A pitso held at Maseru on 29 November resulted in most chiefs voting in favor of remaining British subjects. Masopha did not attend the Maseru pitso, holding one of his own; where he demanded complete independence. The British Secretary of State issued an Order-in-Council granting the queen's support to the Disannexation Act, which came into force on 18 March 1884. Under its terms the newly created High Commission Territory of Basutoland was to be indirectly ruled by the Basutoland High Commissioner Marshal Clarke.
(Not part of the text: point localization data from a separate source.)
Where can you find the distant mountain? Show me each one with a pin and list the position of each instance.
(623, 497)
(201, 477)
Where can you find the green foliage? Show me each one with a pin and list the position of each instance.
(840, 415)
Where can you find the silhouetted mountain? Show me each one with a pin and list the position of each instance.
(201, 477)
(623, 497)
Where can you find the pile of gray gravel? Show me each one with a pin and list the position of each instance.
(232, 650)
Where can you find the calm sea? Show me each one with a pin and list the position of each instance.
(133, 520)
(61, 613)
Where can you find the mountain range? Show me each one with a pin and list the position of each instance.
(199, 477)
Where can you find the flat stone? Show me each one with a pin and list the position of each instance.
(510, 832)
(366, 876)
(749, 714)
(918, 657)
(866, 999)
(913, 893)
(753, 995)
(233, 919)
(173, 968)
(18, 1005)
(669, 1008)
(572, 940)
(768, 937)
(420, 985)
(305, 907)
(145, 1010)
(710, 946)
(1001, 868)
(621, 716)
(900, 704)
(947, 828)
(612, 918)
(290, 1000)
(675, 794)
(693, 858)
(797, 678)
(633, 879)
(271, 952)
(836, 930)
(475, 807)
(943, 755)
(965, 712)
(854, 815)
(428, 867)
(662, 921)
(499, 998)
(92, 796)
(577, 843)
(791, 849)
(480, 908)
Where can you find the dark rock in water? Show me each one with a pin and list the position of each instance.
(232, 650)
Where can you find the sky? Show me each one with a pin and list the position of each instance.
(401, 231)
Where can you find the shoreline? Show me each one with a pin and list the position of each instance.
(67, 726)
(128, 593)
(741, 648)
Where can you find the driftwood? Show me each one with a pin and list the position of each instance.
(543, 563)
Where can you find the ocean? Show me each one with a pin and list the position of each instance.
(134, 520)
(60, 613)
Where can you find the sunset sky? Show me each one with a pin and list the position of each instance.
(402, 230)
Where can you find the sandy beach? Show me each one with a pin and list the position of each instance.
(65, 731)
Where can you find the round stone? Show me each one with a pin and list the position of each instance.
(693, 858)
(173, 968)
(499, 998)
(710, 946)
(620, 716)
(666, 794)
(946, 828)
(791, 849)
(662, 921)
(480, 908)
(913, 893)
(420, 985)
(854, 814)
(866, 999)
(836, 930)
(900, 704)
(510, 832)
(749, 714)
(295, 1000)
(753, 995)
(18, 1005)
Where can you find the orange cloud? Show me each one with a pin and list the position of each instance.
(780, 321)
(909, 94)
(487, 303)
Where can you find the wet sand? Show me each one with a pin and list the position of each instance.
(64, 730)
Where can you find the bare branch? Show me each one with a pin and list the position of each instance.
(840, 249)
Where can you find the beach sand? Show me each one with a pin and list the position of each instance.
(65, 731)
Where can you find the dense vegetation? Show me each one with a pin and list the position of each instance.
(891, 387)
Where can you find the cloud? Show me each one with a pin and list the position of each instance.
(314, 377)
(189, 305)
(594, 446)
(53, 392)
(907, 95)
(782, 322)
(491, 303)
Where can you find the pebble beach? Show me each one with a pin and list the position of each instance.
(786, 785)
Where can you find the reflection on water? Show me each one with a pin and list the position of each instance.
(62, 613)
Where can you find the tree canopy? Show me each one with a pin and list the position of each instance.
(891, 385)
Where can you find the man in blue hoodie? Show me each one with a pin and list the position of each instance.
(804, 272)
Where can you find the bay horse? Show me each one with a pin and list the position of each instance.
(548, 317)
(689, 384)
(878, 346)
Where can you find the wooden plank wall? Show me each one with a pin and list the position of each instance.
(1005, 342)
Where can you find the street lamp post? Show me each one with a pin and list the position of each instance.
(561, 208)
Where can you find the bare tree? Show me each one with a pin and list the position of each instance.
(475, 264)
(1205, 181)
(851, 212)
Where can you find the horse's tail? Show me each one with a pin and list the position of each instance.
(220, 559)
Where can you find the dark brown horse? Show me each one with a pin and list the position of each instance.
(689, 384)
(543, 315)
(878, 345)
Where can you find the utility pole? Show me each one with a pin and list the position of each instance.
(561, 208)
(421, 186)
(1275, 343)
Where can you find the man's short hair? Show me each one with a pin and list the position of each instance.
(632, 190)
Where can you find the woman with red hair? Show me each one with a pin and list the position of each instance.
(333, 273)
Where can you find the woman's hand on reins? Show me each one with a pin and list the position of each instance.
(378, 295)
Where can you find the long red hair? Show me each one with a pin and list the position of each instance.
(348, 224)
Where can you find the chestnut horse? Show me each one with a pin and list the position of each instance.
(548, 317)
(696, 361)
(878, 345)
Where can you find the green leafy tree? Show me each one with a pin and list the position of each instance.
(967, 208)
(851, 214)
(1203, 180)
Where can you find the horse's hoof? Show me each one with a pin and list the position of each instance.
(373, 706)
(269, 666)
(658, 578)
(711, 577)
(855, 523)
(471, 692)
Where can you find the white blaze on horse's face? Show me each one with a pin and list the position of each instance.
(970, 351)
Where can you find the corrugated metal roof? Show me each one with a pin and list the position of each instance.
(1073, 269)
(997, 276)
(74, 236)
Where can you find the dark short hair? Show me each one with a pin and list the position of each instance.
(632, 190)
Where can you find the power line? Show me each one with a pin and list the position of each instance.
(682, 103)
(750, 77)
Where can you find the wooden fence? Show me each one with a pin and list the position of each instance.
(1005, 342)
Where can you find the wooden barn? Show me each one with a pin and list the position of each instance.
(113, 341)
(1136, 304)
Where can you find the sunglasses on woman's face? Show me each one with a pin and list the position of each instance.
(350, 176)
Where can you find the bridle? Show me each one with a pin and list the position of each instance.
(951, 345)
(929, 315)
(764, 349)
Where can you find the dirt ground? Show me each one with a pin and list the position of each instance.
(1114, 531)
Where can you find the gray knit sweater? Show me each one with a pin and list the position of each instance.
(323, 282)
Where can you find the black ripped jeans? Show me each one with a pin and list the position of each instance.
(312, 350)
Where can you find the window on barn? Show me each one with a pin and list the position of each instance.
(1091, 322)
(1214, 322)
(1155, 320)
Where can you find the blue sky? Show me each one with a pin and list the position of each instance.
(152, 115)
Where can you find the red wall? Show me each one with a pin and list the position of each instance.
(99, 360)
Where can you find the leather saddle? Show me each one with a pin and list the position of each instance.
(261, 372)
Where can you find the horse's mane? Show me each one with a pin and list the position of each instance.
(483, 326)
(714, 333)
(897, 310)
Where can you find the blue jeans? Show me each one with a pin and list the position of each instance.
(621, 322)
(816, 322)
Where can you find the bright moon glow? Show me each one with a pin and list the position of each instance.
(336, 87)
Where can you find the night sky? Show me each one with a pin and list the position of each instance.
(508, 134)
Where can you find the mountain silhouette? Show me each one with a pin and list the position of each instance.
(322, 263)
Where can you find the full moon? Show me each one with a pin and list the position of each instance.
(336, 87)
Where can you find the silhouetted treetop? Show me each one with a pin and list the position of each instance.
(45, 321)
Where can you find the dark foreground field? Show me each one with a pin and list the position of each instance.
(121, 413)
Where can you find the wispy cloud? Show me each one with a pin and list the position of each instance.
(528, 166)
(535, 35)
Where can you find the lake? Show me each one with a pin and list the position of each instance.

The Basuto retained their guns, prevented the alienation of their land to white settlement and thwarted the absorption of their country by the Free State, which would have inevitably occurred had they gained complete independence. The Basuto chiefs retained most of their past authority, while unrest in Masopha's district was only brought to an end after his defeat in the 1898 Basuto Civil War. The Basuto Gun War represents a rare example of an African nation's military victory against a colonial power in the 19th century. Its status as a High Commission Territory meant that Basutoland was not incorporated into the Union of South Africa in 1910.